Setiap peserta BPJS Kesehatan tetap berhak memperoleh pemeriksaan, tindakan medis, obat-obatan, informasi, dan pelayanan yang layak sesuai indikasi medis serta ketentuan yang berlaku. Keterbatasan sarana tidak dapat dijadikan pembenaran untuk mengabaikan keselamatan, martabat, dan hak dasar pasien.
Pelayanan yang adil dan manusiawi bukan hadiah dari fasilitas kesehatan, melainkan kewajiban yang harus diberikan kepada setiap pasien tanpa memandang kemampuan ekonomi maupun kelas perawatannya.
Karena itu, pengalaman keluarga Ketua PWRI Kabupaten Tasikmalaya tersebut patut menjadi contoh sekaligus bahan evaluasi. PKU Muhammadiyah Singaparna dinilai telah memperlihatkan bahwa profesionalisme dapat tetap berdiri di tengah keterbatasan.

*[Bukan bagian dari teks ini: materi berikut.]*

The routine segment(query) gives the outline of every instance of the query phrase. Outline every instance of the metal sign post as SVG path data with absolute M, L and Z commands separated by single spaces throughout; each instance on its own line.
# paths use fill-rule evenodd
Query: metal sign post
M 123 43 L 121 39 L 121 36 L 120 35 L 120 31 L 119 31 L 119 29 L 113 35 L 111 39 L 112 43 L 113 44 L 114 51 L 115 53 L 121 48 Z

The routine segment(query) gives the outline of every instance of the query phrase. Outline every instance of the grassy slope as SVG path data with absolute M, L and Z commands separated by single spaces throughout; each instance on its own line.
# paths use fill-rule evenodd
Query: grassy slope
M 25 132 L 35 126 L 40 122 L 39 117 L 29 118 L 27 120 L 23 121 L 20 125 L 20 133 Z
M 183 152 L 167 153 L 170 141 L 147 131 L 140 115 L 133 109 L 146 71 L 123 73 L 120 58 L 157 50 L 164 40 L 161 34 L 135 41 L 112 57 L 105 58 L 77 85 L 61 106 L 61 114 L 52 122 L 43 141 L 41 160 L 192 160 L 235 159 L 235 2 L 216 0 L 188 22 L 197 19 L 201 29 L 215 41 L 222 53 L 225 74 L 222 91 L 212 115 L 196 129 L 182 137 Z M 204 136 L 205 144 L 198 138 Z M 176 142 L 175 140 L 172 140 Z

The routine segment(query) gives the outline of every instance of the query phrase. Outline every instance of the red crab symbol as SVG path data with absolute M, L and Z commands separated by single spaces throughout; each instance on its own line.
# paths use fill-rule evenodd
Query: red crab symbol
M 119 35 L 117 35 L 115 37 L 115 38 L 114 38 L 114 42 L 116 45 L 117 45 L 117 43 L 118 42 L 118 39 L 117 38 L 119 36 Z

Namun, pemerintah tidak boleh berhenti pada apresiasi. Pengawasan, pemerataan fasilitas, peningkatan kompetensi tenaga kesehatan, dan perlindungan terhadap hak pasien harus terus diperkuat agar pelayanan tanpa diskriminasi benar-benar menjadi standar di seluruh fasilitas kesehatan—bukan sekadar pengecualian yang layak diberitakan.